Leia o Editorial completo publicado pelo O Estado de S. Paulo
Acusado pelo ex-ministro da Justiça de tentativa de ingerência sobre a Polícia Federal, o presidente Jair Bolsonaro entrou também na mira do Ministério Público Federal (MPF) por indícios de violação à Constituição ao interferir em atos de exclusividade do Exército quando, no dia 17, revogou três portarias do Comando Logístico do Exército (Colog) sobre monitoramento de armas e munições.
As portarias foram elaboradas por militares, policiais federais e técnicos do Ministério da Justiça, após recomendação do MPF. Ao investigar os projéteis utilizados para executar a vereadora carioca Marielle Franco, o órgão identificou falhas no sistema de distribuição de armas e munições. O segmento bancário também pressionou o Exército pelo controle de explosivos. Dados do setor indicam que mais de 90% das explosões de carros-fortes e caixas eletrônicos são feitas com explosivos extraviados de pedreiras.
Para o controle de explosivos, o Exército baixou a Portaria 46. As Portarias 60 e 61 estabeleciam, respectivamente, a identificação de armas de fogo fabricadas no País, exportadas ou importadas, e a normatização de atividades de colecionamento, tiro desportivo e caça.
O texto do Diário Oficial que cancelou as portarias não apresentou qualquer justificativa. Nas redes sociais, o presidente disse apenas que elas não se adequavam “às minhas diretrizes”. Já o deputado federal Eduardo Bolsonaro (PSL-SP) foi mais explícito: “CACs (Caçadores, Atiradores e Colecionadores) sempre apoiaram Bolsonaro para que tenhamos pela primeira vez um presidente não desarmamentista. É inadmissível que o Colog faça portarias restringindo a importação. A quem isso interessa?”.
A resposta é fácil. Como apontou o MPF, as orientações concretizavam os princípios do Estatuto do Desarmamento e “preenchiam relevante lacuna” no rastreamento de produtos controlados pelo Exército. Trata-se de medida comumente aplicada pela comunidade internacional, que, além de tudo, serviria de precedente para aprimorar o controle sobre uma série de outras mercadorias cujo roubo abastece o crime organizado.
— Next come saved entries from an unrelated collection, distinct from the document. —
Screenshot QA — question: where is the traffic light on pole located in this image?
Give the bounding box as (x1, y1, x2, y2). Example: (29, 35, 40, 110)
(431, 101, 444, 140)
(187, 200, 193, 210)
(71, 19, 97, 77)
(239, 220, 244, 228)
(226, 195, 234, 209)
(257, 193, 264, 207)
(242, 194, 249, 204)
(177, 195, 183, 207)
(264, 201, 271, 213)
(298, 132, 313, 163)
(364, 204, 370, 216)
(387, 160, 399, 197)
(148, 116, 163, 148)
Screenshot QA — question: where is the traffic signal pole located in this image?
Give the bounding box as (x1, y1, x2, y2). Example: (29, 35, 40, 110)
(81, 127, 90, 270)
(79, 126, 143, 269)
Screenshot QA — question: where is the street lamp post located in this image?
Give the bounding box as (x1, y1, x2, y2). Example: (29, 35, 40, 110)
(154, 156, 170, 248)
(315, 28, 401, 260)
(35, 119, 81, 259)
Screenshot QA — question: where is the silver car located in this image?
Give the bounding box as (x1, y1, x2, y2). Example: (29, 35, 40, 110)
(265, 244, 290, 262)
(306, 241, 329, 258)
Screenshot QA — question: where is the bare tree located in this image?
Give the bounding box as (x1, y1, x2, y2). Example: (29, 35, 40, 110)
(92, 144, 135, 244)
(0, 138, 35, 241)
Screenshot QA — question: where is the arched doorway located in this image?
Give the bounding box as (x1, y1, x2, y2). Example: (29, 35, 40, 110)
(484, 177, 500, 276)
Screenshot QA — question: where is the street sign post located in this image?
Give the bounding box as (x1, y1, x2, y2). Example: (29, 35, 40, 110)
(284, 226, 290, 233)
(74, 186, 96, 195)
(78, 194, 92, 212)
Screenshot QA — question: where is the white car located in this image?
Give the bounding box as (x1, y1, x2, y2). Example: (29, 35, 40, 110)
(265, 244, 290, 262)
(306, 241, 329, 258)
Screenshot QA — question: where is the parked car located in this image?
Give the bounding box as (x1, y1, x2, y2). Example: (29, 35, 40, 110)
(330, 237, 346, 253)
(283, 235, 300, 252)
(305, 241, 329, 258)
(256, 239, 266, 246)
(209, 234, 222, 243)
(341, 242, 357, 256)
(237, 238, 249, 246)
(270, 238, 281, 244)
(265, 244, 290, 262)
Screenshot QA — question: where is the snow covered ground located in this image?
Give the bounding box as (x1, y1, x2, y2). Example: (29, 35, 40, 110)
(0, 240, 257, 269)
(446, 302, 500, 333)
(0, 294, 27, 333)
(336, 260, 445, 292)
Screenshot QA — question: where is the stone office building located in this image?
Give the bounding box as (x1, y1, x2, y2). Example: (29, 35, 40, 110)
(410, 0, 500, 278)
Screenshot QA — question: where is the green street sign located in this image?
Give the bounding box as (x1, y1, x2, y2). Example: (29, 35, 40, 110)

Assim, a verdadeira dúvida é a quem interessa a revogação. “O presidente tem uma reclamação muito específica de atiradores e colecionadores”, disse Bruno Langeani, do Instituto Sou da Paz. Segundo ele, “nem todas, mas várias dessas pessoas abastecem o crime”. É o caso, por exemplo, do ex-sargento Ronnie Lessa, apontado como um dos assassinos de Marielle Franco, e do Capitão Adriano, ligado à família Bolsonaro e morto numa operação policial na Bahia, que, segundo investigações em curso, utilizavam as suas carteiras de CAC para comprar livremente armamentos que municiavam suas milícias. Para piorar, depois de aumentar em quatro vezes a potência de fogo das armas que civis podem ter em casa, o governo aumentou em 12 vezes a cota de munição. Com isso, o número de projéteis comprados por uma única pessoa poderá chegar a 6.600 por ano.
A procuradora da República Raquel Branquinho, responsável pela apuração da ordem dada por Bolsonaro, diz “não restar dúvidas” quanto à competência do Exército para fiscalizar armamentos, e que não há espaço na Constituição “para ideias e atitudes voluntaristas” do presidente. Com efeito, ela sugere que a revogação das portarias pode ter a finalidade de “atender uma parcela de eleitores”. Segundo a procuradora, a derrubada das portarias “representa uma situação extremamente grave”, com potencial para ampliar a crise de segurança pública do País, fortalecendo a “estrutura operacional” das organizações criminosas com “armas e munições, cujas origens são desconhecidas pelo Estado”.
O caso pode levar a uma ação de improbidade na Justiça Federal ou à abertura de um inquérito no Supremo Tribunal Federal. Caberá a estas instituições mostrar que as Forças Armadas – assim como a Polícia Federal – existem para servir ao Estado e não ao governo de turno, e que seus atos administrativos não precisam se adequar às diretrizes do presidente e seus correligionários, mas sim à Constituição.